Happy Happy Joy Joy
Practicing joy in difficulty
I have a genuinely cheerful friend who, as far as I know, coined the term, “joy-ging,” to describe her combination of running, dancing, and spontaneous movement. This kind of joy – possible while sweating and heaving up a hill – is so different than how joy has been marketed to us all these years.
Think of a commercial for a diamond ring and how the woman's face lights up when she sees the rock. Or a Best Buy ad: look at Dad, barely sentient on the couch, reveling in football on a big screen TV. Not that these people (actors) couldn’t find joy in a ring or TV. It’s just that joy is a more active practice than getting a gift dropped in your lap.
According to Zen teacher, Charlotte Joko Beck:
“Until we know that joy is exactly what’s happening, minus our opinion of it, we’re going to have only a small amount of joy.”
You can see Beck is asserting quite a different notion of joy than the television version where joy comes after a purchase or experience. In fact, you might not even “enjoy” joy!
In her view, and in the lineage of practice, joy is directness. An opening to be filled and if we are full of plans and discursiveness, there is no opening. After all, our senses are dimmed by the recurring drama in our head.
Of course, some scenarios seem to offer far more joy than others. I'd take Key West over the Bronx River Parkway any day. But Beck is talking about how we overlay everything, even a good vacation, with our internal chatter. Especially with good experiences, some part of us is trying to thwart the possibility that this vacation or feeling or relationship will change or dissolve. The constant "opinion"-making in our mind tries to obviate this outcome. We might be on the beach but also Googling the price of beach condos with modest desperation. Hence, a smaller amount of joy.
Joy is an opening, and we can be filled with complex and inexplicable feelings. Recall the broken-hearted chorus of the Leonard Cohen song (now heard everywhere), "Hallelujah.” Opinion has a tough time keeping track of all we are noticing and feeling, which is why our minds are so busy!
Joy in difficulty – that’s the interesting one. It’s hard to open up, to surrender for even a moment when things are sub-optimal. Every second we let go of our internal chatter or plans is a second that the world is preserved exactly as it is. So yes, while we enjoy this iced tea, Josh Hawley is still a senator and Earth is too warm.

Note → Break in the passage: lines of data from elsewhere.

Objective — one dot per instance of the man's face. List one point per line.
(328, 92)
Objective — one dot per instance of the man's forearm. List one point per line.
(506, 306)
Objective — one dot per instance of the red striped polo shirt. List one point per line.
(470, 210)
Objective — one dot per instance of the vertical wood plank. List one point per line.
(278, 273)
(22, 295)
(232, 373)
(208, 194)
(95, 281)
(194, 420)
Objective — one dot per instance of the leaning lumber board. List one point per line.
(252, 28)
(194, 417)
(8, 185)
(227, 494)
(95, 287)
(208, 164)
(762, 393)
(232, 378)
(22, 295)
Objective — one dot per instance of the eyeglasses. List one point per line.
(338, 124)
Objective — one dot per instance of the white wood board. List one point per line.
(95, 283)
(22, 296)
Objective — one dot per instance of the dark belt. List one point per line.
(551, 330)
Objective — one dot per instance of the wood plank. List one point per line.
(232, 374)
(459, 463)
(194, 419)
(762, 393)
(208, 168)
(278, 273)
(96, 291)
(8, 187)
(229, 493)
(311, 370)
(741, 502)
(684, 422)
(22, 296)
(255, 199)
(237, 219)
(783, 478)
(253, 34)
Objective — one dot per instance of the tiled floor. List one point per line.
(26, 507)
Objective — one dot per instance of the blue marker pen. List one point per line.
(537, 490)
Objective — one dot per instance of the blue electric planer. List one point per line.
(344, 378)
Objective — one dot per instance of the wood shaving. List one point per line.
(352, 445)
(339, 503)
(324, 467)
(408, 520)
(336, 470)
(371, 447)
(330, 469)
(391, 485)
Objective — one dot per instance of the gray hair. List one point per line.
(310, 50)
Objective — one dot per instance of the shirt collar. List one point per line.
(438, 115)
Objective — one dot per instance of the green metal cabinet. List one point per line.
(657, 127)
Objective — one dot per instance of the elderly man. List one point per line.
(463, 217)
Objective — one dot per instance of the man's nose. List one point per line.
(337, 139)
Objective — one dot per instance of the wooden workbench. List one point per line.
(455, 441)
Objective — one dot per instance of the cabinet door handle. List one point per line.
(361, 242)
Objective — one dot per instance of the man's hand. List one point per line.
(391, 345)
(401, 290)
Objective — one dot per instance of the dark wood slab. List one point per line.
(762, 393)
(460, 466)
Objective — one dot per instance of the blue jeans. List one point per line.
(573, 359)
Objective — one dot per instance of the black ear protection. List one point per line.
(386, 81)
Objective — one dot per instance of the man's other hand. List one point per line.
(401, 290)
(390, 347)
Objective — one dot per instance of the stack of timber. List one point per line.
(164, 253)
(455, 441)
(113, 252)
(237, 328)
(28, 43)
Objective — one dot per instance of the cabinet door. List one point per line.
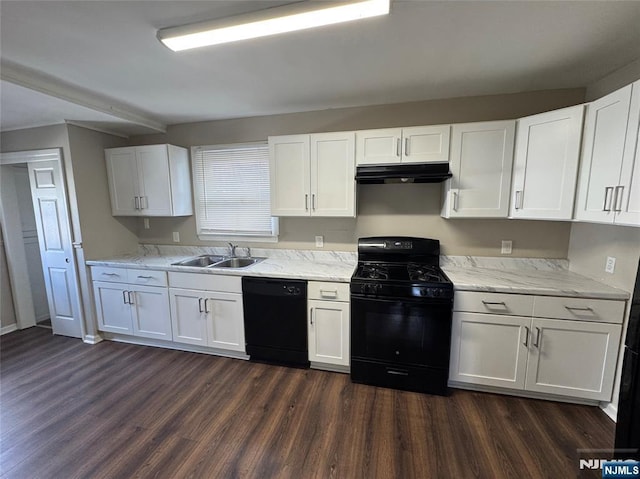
(289, 170)
(573, 358)
(112, 308)
(225, 321)
(122, 172)
(155, 186)
(627, 199)
(332, 174)
(375, 147)
(329, 332)
(604, 141)
(481, 163)
(188, 319)
(489, 349)
(426, 144)
(150, 312)
(546, 165)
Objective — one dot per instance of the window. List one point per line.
(232, 193)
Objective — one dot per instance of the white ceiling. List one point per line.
(100, 61)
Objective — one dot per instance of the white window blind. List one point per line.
(232, 191)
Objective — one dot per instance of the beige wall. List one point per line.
(384, 209)
(7, 311)
(102, 234)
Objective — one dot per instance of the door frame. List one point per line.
(14, 247)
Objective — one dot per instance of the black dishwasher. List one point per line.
(275, 320)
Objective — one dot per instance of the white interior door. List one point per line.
(56, 251)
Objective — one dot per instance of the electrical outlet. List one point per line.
(610, 267)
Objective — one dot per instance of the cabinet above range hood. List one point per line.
(403, 173)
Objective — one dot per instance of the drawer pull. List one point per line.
(573, 308)
(536, 343)
(494, 303)
(330, 294)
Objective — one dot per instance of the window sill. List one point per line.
(249, 239)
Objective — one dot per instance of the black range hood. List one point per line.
(403, 173)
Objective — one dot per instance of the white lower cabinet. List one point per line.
(328, 330)
(210, 317)
(560, 357)
(126, 307)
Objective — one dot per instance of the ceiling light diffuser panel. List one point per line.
(273, 21)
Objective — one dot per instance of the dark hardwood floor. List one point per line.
(71, 410)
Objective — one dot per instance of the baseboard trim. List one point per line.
(92, 339)
(610, 410)
(121, 338)
(8, 329)
(525, 394)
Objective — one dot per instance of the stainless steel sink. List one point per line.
(200, 261)
(236, 262)
(216, 261)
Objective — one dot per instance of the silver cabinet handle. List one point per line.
(518, 201)
(617, 199)
(607, 204)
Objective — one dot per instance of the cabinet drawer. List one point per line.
(494, 303)
(206, 282)
(109, 274)
(583, 309)
(328, 291)
(147, 277)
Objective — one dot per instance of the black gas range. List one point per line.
(401, 309)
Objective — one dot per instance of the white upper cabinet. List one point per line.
(481, 163)
(546, 164)
(313, 175)
(419, 144)
(608, 188)
(151, 180)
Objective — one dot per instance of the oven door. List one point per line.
(401, 331)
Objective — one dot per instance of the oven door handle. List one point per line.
(397, 372)
(402, 300)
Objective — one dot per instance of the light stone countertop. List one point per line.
(548, 277)
(309, 265)
(524, 276)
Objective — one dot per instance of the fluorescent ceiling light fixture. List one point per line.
(272, 21)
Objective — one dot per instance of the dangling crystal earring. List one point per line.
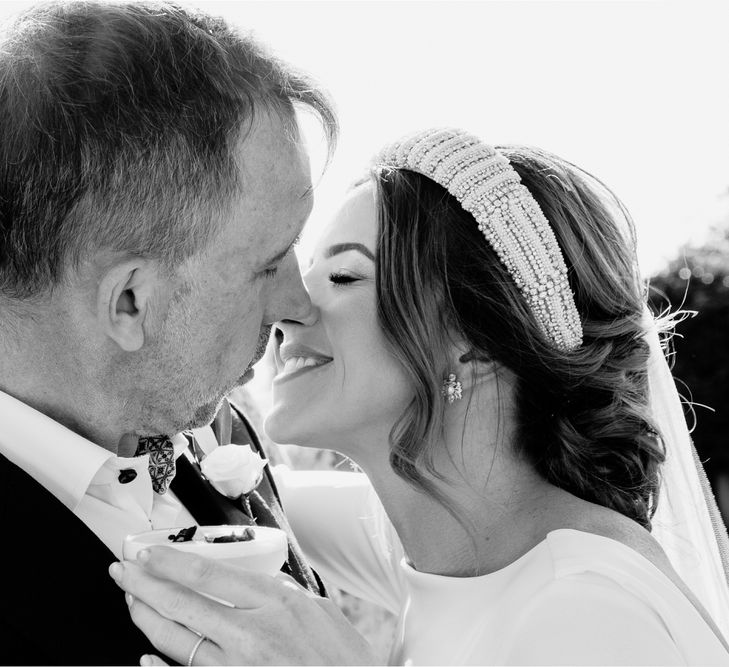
(452, 389)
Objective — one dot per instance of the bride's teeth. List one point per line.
(290, 365)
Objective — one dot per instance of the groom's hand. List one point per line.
(273, 621)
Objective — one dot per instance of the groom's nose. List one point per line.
(291, 300)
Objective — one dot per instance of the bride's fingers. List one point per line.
(171, 600)
(243, 589)
(172, 639)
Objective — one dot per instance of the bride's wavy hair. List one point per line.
(582, 416)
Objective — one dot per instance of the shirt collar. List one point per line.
(63, 462)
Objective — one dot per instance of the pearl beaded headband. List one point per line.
(488, 187)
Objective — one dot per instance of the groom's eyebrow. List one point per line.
(344, 247)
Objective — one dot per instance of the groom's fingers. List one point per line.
(243, 589)
(172, 639)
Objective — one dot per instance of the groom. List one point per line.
(152, 185)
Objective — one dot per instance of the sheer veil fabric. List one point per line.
(687, 522)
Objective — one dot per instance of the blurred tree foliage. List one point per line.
(698, 279)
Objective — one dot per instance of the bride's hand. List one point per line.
(274, 621)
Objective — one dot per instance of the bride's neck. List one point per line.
(504, 507)
(492, 529)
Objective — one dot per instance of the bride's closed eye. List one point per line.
(339, 278)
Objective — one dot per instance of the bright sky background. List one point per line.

You can see why it’s hard to rest with the way things are.
Gratitude
Gratitude is a powerful practice to help train our mind toward appreciating what we have. At dinner, my family and I say a couple things we are grateful for (the show, Paw Patrol, is a frequent contribution). At night, I write more things I’m grateful for into my journal, usually scribbled quickly and without worrying whether these are the ’best’ things to be grateful for. I’m not trying “to look on the bright side,” but to remind myself of the exceptional unlikeliness of everything around. Nothing about this life is a given. My lungs, eyes, my memory.
Gratitude helps restore the magic of our ordinary lives. Undoubtedly, there are plenty of things we experience that we don’t feel grateful about, and that’s okay too. Joy (and relief) come from not trying to spin everything. I just missed out on a professional opportunity I was excited about, and it stung. Where's the joy in that?
Well, if we understand joy as nothing to hold onto, nothing permanent, and something that doesn't belong specifically to me, then it's all around.